Ado donc, je me postais deux fois par semaine chez le disquaire, devant cet album à la dentition pas fraiche, pour relire ses titres merveilleux ("Zolar Czakl", "Project X", "King Kong"...), ses durées tarées ( 37 minutes et 34 secondes, 24 secondes...) et surtout pour m'assurer que personne n'avait eu le toupet de repartir avec sous l'aisselle. Enfin une après midi j'appuyais sur play. A force de regarder sans l'entendre ce disque aux mille visages, je m'attendais à des tas de choses que mon imagination avait tricoté pour alimenter ma patience. Mais je m'attendais à tout... sauf à autant. Car de cette musique, j'en avais toujours rêvé, sans même le savoir, sans même avoir imaginé qu'un beau jour, quelqu'un aurait fait pondu un truc pareil. L'ombre d'Oncle Viande m'apparût dans toute sa monstruosité. Il était là, s'emparant de l'air que je respirais pour changer ma perception du monde dans une danse folle dingue, son odeur éclatant de toutes parts comme des bulles de savon, satisfaisant seconde sur seconde mon besoin un peu plus viscéral d'être la proie surprise, nourrie de formes nouvelles, plus belles que la vie ordinaire. Effrayé par la joie de multiples en moi jusqu'alors endormis, je stoppais net et descendis à toute berzingue les escaliers pour rejoindre ma grand-mère et gigoter, à la merci d'un dépucelage auditif des plus magnifique, qui fit remonter plein de relâchements que je ne me connaissais pas. Cette musique là m'est la plus chère. Elle m'a révélé des horizons insoupçonnés, m'a appris à être exigeant avec la vie et ce qu'elle peut nous faire. Depuis l'ombre de King Kong n'en finira pas de me rafraichir. Après avoir repris mes esprit je me demandais: mais qui est l'Oncle?

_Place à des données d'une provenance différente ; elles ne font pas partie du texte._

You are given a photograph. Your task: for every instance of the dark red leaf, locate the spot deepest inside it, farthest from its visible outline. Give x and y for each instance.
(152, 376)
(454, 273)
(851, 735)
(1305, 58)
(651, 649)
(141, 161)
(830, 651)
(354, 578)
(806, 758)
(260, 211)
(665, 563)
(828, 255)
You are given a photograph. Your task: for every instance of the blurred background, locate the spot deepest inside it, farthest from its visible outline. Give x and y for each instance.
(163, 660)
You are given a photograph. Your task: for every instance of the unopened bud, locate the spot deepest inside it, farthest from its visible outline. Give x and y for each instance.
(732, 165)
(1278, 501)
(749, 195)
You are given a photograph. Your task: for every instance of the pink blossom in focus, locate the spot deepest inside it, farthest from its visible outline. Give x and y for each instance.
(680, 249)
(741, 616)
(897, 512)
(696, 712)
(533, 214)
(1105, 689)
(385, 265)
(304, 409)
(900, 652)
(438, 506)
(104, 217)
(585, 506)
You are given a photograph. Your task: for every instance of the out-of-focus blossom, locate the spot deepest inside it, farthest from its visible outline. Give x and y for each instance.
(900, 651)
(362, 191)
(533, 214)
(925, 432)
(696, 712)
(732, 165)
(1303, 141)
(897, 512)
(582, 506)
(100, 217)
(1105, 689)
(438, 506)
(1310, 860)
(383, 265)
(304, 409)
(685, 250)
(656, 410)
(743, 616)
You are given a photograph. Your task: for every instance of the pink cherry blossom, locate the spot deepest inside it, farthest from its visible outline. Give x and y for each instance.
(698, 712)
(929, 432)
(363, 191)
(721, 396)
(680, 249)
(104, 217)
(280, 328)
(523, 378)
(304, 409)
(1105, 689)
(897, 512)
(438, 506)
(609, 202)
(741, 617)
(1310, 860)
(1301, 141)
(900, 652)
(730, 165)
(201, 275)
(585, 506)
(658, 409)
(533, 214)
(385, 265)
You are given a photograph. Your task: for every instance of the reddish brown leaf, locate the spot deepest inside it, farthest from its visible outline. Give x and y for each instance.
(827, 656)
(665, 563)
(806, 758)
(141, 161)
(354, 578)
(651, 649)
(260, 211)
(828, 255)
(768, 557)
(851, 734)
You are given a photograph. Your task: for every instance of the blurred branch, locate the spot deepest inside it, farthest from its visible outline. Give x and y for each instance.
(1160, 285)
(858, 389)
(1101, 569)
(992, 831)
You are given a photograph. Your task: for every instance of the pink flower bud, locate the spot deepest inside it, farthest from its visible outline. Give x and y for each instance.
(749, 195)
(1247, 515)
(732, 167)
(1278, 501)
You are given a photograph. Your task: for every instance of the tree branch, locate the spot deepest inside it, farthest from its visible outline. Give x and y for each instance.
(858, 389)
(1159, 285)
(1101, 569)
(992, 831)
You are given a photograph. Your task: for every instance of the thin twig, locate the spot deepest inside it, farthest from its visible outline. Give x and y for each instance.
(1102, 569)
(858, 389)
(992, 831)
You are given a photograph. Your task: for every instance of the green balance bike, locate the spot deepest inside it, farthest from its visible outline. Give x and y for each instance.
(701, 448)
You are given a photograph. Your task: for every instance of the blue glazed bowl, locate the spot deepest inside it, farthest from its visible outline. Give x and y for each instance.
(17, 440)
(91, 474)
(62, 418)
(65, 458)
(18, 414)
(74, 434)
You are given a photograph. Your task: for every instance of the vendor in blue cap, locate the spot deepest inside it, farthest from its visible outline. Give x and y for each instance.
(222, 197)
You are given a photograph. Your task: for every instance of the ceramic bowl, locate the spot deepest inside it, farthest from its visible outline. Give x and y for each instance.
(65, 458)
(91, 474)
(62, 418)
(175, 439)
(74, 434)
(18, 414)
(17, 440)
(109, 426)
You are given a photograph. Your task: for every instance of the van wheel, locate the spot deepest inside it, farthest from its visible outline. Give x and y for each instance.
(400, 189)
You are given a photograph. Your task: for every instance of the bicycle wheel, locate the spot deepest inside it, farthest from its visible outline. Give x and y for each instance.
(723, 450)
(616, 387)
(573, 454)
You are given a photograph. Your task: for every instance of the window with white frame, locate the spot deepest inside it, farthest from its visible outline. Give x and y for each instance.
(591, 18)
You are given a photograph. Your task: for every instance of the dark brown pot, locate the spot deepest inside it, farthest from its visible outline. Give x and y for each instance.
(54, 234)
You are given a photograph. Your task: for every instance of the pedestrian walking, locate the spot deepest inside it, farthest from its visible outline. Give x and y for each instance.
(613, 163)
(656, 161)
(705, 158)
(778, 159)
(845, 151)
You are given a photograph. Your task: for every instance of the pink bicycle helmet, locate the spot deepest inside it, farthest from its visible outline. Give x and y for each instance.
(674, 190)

Il est à l'origine le protagoniste d'un film à la sauce série Z sur fond de complot politique et de transformations corporelles bien senties (miam miam). Ce film ne fût jamais terminé faute d'argent ("No commercial potential"). Zappa fît donc renaitre son personnage sous la forme exclusive de musique. De ce projet fût élaboré le fusil au pied de poupée conçu pour la sodomie surprise de girafes écoutant des écouteurs. Un outil flambant neuf. On est de plein pied dans la dimension la plus sauvagement dada de Zappa, celle sans concession, la plus imaginative, la plus frappée, la plus libératrice, ma préférée.
L'Oncle est tout dada donc. A l'image de Schwitters au début du siècle dernier, il ne lésine pas sur les mélanges a priori indigestes: free sauvage, sérialisme intello, Doo-Wap licoreux, Stravinsky jouissif, Varése sauce flamenco, surf music, noise psychédélique, rythm'n'blues classique, Suzy Creamcheese et ses histoires salaces, couinements porcins en stéréo, "Louie Louie" et "God Bless America" piratés, silences cagiens, guitares accélérées, couinements de castors harmonisés, saxos en pets majeurs, accord sus 9 diminué au clavecin... Il touille au rythme de l'adage de Zappa: "You could be absolutely free only if you want to be". Ce même Zappa qui, par sa rigueur conceptuelle, peut tout s'autoriser, à l'exception du n'importe quoi, qui devient impossible sous sa plume. Zappa est un transformateur génial. Par son système de composition élargie, il s'approprie les champs de toutes les orientations pour les faire participer à sa quête: The BIG note. Tout vient de partout mais pour aller seulement dans cette direction-là. Il catalyse comme un aimant en forme de moustache. A fond. Mais revenons à l'Oncle, l'un de ses bébés monstres.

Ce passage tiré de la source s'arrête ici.